A rendering extension is a component or module of a report server that transforms report data and layout information into a device-specific format. SQL Server Reporting Services includes seven rendering extensions: HTML, Excel, Word, CSV or Text, XML, Image, and PDF. You can create additional rendering extensions to generate reports in other formats.
The following table describes the rendering extensions that are included with Reporting Services.
XML
Renders a report in XML. The report opens in a browser. Additional transformations applied to this XML output may be a cost effective way of avoiding developing your own rendering extension.
CSV
Renders a report in comma-delimited format. The report opens in a viewing tool associated with CSV file formats.
IMAGE
Renders a report in a page-oriented format. The format is shown as TIFF in the Export drop-down of the report toolbar.
PDF
Renders a report in the Adobe Acrobat Reader. The format is shown as Acrobat (PDF) File in the Export drop-down of the report toolbar.
EXCEL
Renders a report in Microsoft Excel.
WORD
Render a report in Microsoft Word.
HTML 4.0 (part of the HTML rendering extension)
HTML is the format used to initially render the report. If your browser support HTML 4.0, that is the format that is used.
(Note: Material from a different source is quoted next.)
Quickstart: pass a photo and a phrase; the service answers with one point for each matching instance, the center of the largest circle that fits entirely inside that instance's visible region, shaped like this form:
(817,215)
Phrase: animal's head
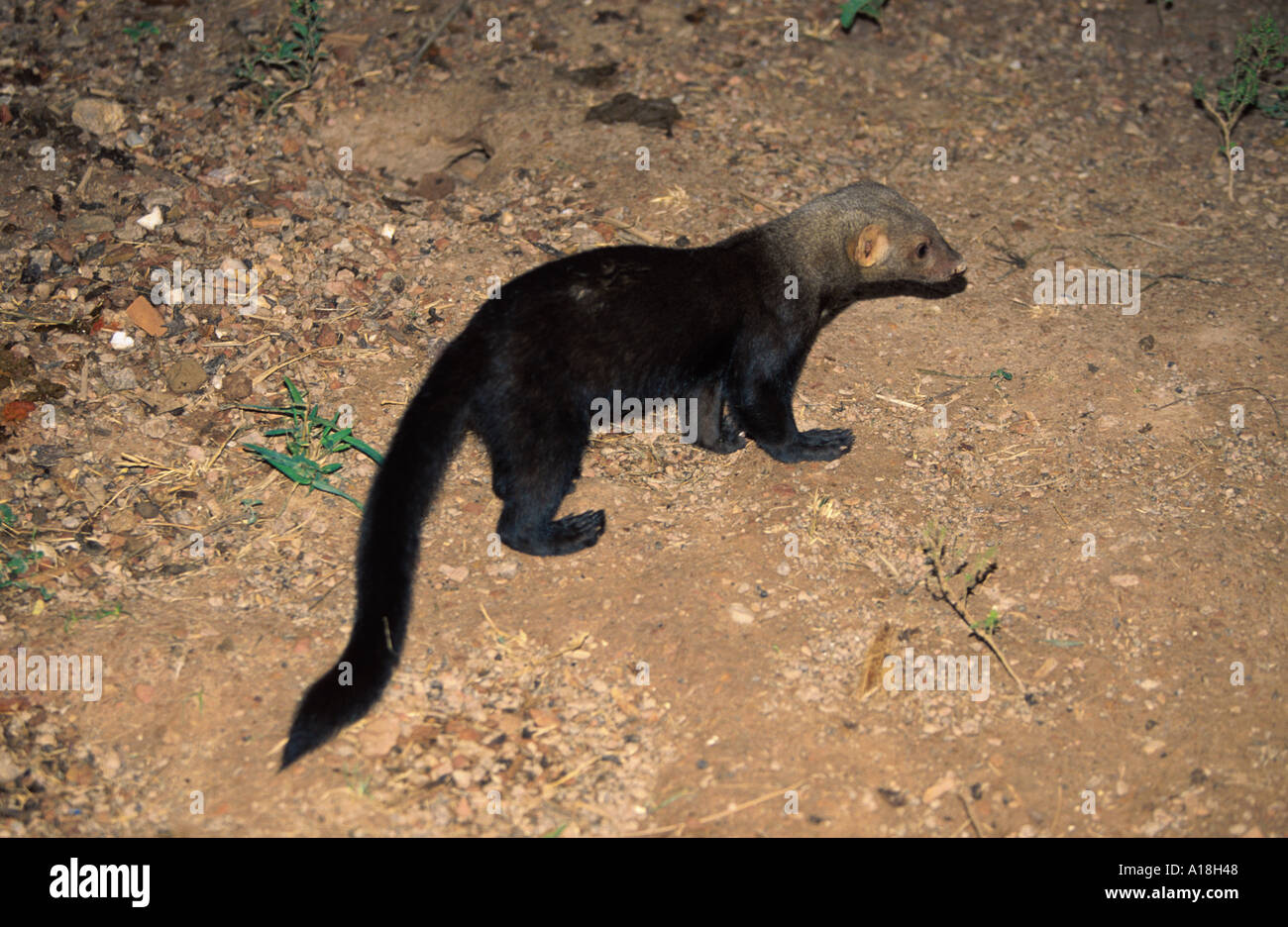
(896,241)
Otherwise, HTML 3.2 is used.
MHTML (part of the HTML rendering extension)
Renders a report in MHTML. The report opens in Internet Explorer. The format is shown as Web Archive in the Export drop-down of the report toolbar.
NULL
Does not render a report to a specific format. This rendering extension is useful for placing reports in cache. Null rendering should be used in conjunction with a scheduled execution or delivery.
For more information on the recommended formats and their uses, see Exporting Reports.
Each of the rendering extensions implemented by Microsoft and shipped with Reporting Services uses a common set of interfaces. This ensures that each extension implements comparable functionality and reduces the complexity of the rendering code in the core of the report server.
When a report is processed, the result is a publicly exposed object model known as the Rendering Object Model (ROM). The Rendering Object Model is a collection of classes that define the contents, layout, and data of a report that has been processed. The ROM is available to developers who wish to design, develop, and deploy custom rendering extensions for Reporting Services. ROM is produced when the report server processes a report's XML definition along with the user-defined report data. When processing is complete, the public object model is used by a rendering extension to define the output of the report. The ROM's available public classes are defined in the Microsoft.ReportingServices.ReportRendering namespace.
Before you decide to create a custom rendering extension, you should evaluate simpler alternatives. You can:
Writing a custom rendering extension is difficult. A rendering extension must typically support all possible combinations of report elements and requires that you implement hundreds of classes, interfaces, methods, and properties. If you must render a report in a format that is not included with Reporting Services and decide to write your own managed code implementation of a rendering extension, the rendering extension code must implement the Microsoft.ReportingServices.ReportRendering.IRenderingExtension interface, which is required by the report server.
For supplemental documentation and whitepapers on Reporting Services, see the latest technical resources at the Reporting Services Web site.
Be careful if you intend to do any type of automated post-processing to SSRS 2008 generated PDF files. The Microsoft PDF rendering extension incorrectly places a whitespace character between the "stream" keyword and end-of-line markers in the PDF output files. This means that it should be "stream\r\n" and not "stream \r\n" as it gets produced by SSRS 2008. These files will open fine in a PDF viewer, but will cause parsing errors in many PDF service utilities (i.e. merging/splitting tools).
A bug report for this exists on Microsoft Connect that indicates that this problem will be "fixed" in the "next major release."